South Carolina is referred to as the Palmetto State because its official tree is the sabal palmetto. This tree is commonly referred to as the cabbage palm and the palmetto palm. Sabal palmetto grows in the sand filled flatlands in South Carolina and has historical importance dating back to the Revolutionary War. After South Carolina seceded from the Union in 1861, the sabal palmetto became a part of the South Carolina's flag.
The palmetto palm is also native to nearby Southeastern states, including Florida, North Carolina and Georgia. It has an erect stem and leaves that are shaped like a fan. Palmetto palm leaves can be eaten while young by animals such as deer and hogs. This indigenous Palmetto State tree also has wood which can be used for pilings.

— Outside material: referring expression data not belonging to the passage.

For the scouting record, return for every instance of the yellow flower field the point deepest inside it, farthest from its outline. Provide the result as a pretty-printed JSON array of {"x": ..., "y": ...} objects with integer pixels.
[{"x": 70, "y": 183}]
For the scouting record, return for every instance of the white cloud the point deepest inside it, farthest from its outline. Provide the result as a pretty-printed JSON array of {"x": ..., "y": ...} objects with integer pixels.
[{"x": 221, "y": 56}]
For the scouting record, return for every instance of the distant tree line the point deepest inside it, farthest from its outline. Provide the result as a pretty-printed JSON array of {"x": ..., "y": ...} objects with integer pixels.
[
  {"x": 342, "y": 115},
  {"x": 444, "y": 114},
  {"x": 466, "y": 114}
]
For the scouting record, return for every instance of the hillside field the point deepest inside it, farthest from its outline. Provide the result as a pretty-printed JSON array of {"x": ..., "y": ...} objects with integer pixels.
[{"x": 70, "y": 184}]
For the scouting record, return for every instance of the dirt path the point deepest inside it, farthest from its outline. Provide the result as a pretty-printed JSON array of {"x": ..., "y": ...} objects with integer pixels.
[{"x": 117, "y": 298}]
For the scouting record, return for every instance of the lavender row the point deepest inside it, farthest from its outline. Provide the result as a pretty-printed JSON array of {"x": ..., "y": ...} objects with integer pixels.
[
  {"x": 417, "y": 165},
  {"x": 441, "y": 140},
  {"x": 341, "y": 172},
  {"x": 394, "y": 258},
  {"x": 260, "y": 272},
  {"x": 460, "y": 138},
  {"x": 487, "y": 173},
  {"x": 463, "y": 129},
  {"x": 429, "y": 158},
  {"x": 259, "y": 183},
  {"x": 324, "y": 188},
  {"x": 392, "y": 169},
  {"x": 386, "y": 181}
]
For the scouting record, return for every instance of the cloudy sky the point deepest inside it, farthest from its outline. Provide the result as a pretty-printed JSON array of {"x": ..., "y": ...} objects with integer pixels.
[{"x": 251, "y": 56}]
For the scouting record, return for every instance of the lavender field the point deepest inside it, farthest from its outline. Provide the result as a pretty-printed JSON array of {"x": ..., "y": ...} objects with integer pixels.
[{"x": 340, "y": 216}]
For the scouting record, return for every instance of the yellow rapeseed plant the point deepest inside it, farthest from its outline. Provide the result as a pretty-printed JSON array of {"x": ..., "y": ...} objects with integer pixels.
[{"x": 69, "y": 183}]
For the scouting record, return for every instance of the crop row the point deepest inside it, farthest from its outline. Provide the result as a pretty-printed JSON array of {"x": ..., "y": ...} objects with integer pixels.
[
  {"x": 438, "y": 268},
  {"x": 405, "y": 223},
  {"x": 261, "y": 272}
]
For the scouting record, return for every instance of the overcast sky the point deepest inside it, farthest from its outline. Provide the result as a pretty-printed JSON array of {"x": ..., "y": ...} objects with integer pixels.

Coastal forts were constructed from sabal palm wood during the Revolutionary War because the soft material absorbed all impact from cannonballs. The Palmetto State is well suited for this tree due to the abundance of salt and brackish marshes. Mature palmetto fruits are scattered by birds and animals who disperse it throughout local habitats.
During the Revolutionary war, Colonel William Moultrie designed a flag for his South Carolina troops to use. The blue color of the flag was the same as the uniforms of the troops for whom it was designed. A silver emblem from their caps was used in his design. Colonel Moultrie had survived an attack from the British on Sullivan's Island in a palmetto-log fort.

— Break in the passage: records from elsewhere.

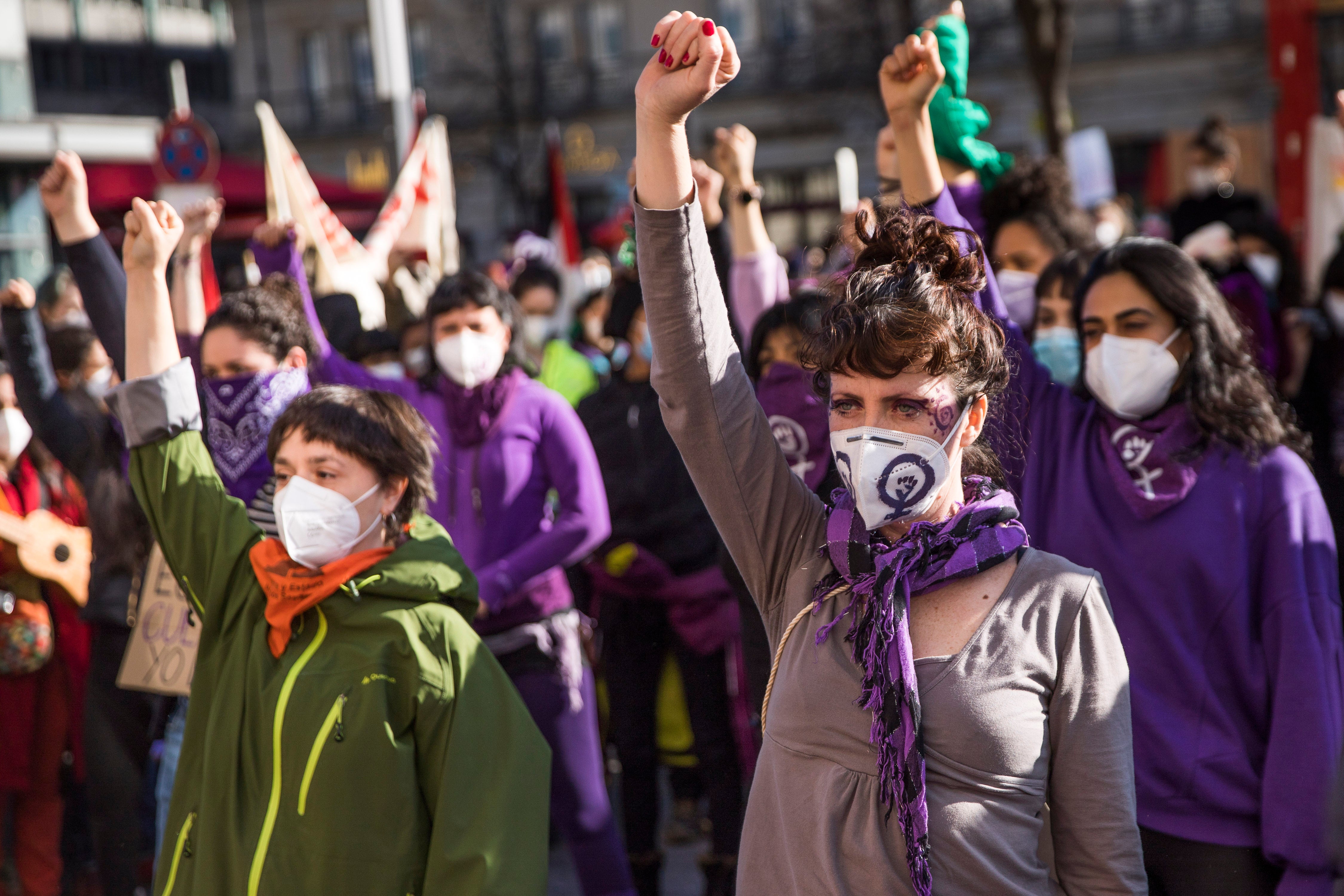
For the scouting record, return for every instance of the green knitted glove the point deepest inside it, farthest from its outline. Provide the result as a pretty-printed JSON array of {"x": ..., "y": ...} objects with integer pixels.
[{"x": 956, "y": 120}]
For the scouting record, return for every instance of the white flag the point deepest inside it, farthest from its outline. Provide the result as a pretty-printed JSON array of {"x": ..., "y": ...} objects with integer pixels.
[
  {"x": 1324, "y": 198},
  {"x": 343, "y": 264},
  {"x": 420, "y": 214}
]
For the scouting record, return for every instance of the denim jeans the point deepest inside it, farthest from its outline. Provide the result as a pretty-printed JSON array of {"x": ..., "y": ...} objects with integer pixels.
[{"x": 168, "y": 770}]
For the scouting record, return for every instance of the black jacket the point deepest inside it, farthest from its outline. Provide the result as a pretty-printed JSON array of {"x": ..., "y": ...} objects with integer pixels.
[
  {"x": 652, "y": 499},
  {"x": 77, "y": 432}
]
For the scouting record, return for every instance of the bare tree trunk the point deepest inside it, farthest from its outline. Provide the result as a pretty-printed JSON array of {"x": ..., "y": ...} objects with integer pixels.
[
  {"x": 1049, "y": 36},
  {"x": 507, "y": 151}
]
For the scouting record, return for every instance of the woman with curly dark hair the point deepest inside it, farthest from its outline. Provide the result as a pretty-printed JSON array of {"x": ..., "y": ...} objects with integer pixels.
[
  {"x": 1175, "y": 472},
  {"x": 974, "y": 675},
  {"x": 1030, "y": 220}
]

Today, a sabal palmetto is displayed on the South Carolina state seal, which contains images of both a standing and a fallen palmetto tree. The fallen tree symbolizes the British fleet, and the standing palmetto represents the triumphant defenders who fought on June 28, 1776 at Sullivan's Island. A woman is shown on a shoreline with weapons, representing hope for South Carolina. On January 28, 1861, the General Assembly added the palmetto tree to the original design. The addition of the tree to the flag helped to launch the Palmetto State as the official nickname for South Carolina.
The Pledge to the Flag of South Carolina also mentions the palmetto tree. Mrs. John R. Carson wrote the pledge in 1950, and members of the Wade Hamptom Chapter of the United Daughters of the Conderacy requested that the pledge become official. It was later adopted by Act Number 910 of 1966. Those who recite the pledge confirm their loyalty and faith to the Palmetto State.